Sa voiture saisie par la police en 2019, Jenny cumule 3 000 € d’amendes et a perdu son permis. La carte grise n’a jamais été modifiée.

Sa voiture saisie par la justice lui coûte son permis et près de 3 000 euros d’amendes
Depuis 2019, Jenny S., habitante d’Île-de-France, reçoit les contraventions dressées contre des policiers qui utilisent son ancien véhicule. La carte grise n’ayant jamais été mise à jour, elle cumule les dettes, a perdu son permis et vit sous la menace d’une saisie sur salaire. En mai 2026, elle a déposé plainte pour usurpation d’identité.
Une remise de véhicule qui tourne au cauchemar administratif
En juin 2019, Jenny S., alors âgée de 28 ans, remet volontairement sa voiture au commissariat de Bobigny, en Seine-Saint-Denis, relate Le Midi libre. Son compagnon fait l’objet d’une enquête judiciaire pour des faits dont elle ignorait l’existence : le véhicule, enregistré à son nom, est saisi dans ce cadre. Un document officiel confirme cette remise aux services de police, qui intègrent alors l’automobile à leur parc roulant.

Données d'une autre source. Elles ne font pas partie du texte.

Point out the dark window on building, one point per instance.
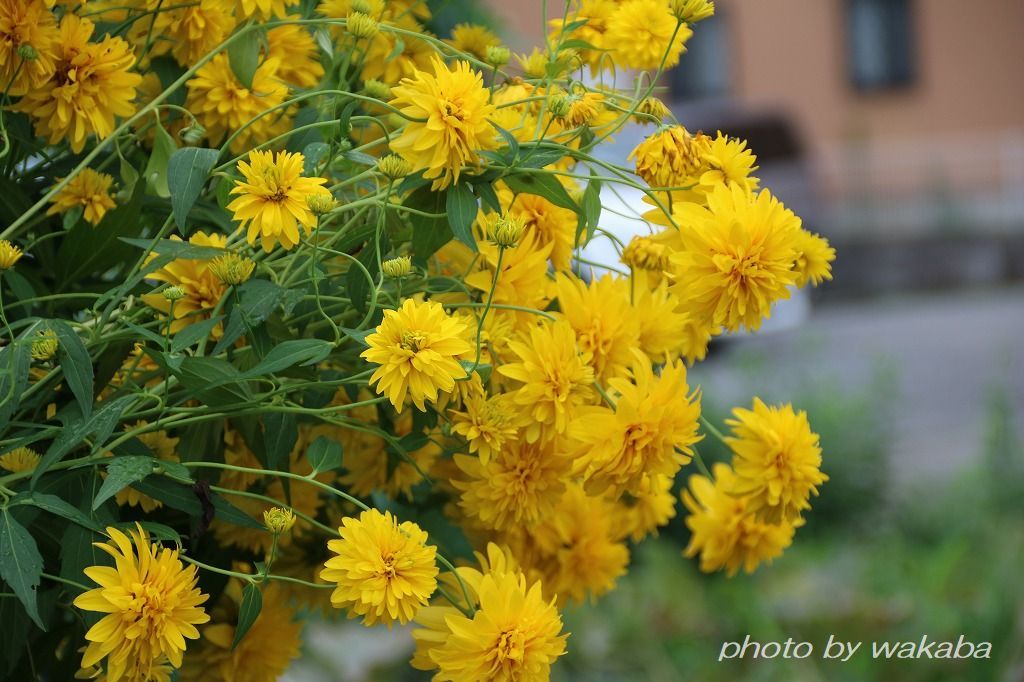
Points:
(704, 70)
(880, 43)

Ce qui aurait dû rester une formalité judiciaire se transforme rapidement en enfer administratif. Les services compétents n’ont jamais procédé à la modification de la carte grise. Jenny S. demeure officiellement propriétaire du véhicule aux yeux de l’administration, alors même qu’elle n’en a plus l’usage ni le contrôle.
Sept ans d’infractions cumulées au nom d’une femme qui ne conduit plus ce véhicule
Au fil des années, les agents qui utilisent la voiture commettent des infractions routières : excès de vitesse, stationnements non réglementaires… Chaque avis de contravention arrive automatiquement à l’adresse de Jenny S., seule titulaire de la carte grise. La dette ainsi accumulée atteint aujourd’hui 2 862 euros, les pénalités de retard ayant considérablement alourdi le montant initial des amendes impayées.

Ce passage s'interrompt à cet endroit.